Clean Air For Sheffield want to cover the city in a network of volunteer-built sensors that will feed into a European project called Luftdaten.

"People are aware that there's an air pollution problem in most European cities," project lead Graham Turnbull told Now Then. "But there's a recognition that air pollution can be a local problem as well. It could be somebody idling a car outside your house, or it could be someone burning wood."

Sheffield's first sensor at Turnbull's house in Nether Edge has now gone live.

Three further sensors will come online in the next few weeks. "About nine of us went down the pub and we built six more," said Turnbull, who is hoping to provide practical assistance to anybody wanting to install their own sensor.

"We're talking about doing a few more little pub workshops in the next few weeks, and we're also looking at doing a bigger meet up at the end of March where we're going to invite 50 or 60 people to build air sensors," he said.

Ultimately I want to be able to compare the quality of the air outside my house to the quality outside your house.

One advantage of Clean Air For Sheffield's proposed network is that it provides greater geographic accuracy than official data sources.

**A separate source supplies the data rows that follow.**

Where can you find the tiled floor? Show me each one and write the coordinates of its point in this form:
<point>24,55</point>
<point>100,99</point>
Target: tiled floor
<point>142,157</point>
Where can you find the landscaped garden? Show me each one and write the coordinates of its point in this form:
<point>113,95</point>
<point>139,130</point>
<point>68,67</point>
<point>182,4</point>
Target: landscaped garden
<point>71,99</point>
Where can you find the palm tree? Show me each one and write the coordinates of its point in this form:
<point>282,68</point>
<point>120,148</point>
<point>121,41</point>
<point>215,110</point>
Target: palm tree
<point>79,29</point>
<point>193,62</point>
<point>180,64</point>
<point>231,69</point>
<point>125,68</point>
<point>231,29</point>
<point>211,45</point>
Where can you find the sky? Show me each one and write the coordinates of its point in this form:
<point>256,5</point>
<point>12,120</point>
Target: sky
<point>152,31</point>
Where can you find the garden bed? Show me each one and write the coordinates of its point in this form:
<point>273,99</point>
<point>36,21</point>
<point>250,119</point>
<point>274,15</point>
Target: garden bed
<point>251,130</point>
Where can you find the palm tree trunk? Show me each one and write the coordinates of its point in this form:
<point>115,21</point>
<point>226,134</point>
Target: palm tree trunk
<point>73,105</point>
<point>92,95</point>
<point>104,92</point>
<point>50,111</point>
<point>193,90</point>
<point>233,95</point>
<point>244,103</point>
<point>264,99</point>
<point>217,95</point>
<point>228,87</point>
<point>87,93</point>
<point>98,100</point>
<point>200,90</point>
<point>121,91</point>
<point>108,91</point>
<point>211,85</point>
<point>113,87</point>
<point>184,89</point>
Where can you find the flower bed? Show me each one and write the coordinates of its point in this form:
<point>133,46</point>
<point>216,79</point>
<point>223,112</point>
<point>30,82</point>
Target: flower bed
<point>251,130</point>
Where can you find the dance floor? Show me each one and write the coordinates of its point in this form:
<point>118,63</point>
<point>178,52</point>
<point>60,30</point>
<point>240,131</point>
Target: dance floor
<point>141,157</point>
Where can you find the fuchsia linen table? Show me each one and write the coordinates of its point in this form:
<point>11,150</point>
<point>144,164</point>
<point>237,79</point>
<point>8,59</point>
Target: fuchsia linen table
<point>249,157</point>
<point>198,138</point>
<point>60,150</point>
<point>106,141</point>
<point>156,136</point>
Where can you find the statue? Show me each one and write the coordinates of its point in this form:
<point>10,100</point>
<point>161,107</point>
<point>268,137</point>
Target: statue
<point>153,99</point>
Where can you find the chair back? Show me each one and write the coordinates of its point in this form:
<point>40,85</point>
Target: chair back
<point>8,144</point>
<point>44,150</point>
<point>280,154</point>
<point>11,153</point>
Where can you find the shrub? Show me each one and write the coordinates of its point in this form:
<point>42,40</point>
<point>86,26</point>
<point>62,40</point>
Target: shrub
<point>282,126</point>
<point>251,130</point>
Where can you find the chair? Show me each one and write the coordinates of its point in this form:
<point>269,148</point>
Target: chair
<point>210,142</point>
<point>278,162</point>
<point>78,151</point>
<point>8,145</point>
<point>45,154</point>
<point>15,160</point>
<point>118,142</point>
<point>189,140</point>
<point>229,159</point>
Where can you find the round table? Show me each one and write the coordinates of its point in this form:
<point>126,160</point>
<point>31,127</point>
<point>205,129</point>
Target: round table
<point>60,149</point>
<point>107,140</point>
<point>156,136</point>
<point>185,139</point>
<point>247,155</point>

"There's already official air pollution sensors dotted around the world," he said. "In the UK, DEFRA has a network. In Sheffield we have three of them. They take the measurements from that and model what the pollution is likely to be everywhere else. The problem is it's not a very accurate model."

Although a network of DIY sensors are able to provide more comprehensive coverage, each individual sensor isn't as accurate as a more expensive one.

"It's a £30 device, and it's not going to be as accurate as a DEFRA monitoring station which costs £100,000," said Turnbull.

That is why the group are working with PhD student Rohit Chakraborty, a Grantham Scholar at the University of Sheffield, to use a smaller network university-owned sensors to improve the data from the network of volunteer sensors.

"The University are setting up a server to collect the data from their own air pollution monitors," Turnbull said. "I'm working with them to have the data from all the low-cost sensors go into that as well. We want to make it so that all the air pollution sensors in Sheffield go to the same place."

Turnbull is planning to raise money to donate sensors to people who can't afford to buy parts.

"I'd rather have 100 of these spread out completely across Sheffield than have 200 in one neighbourhood. I could find 200 people in Nether Edge who'd be interested but then we'd only know about Nether Edge," he said.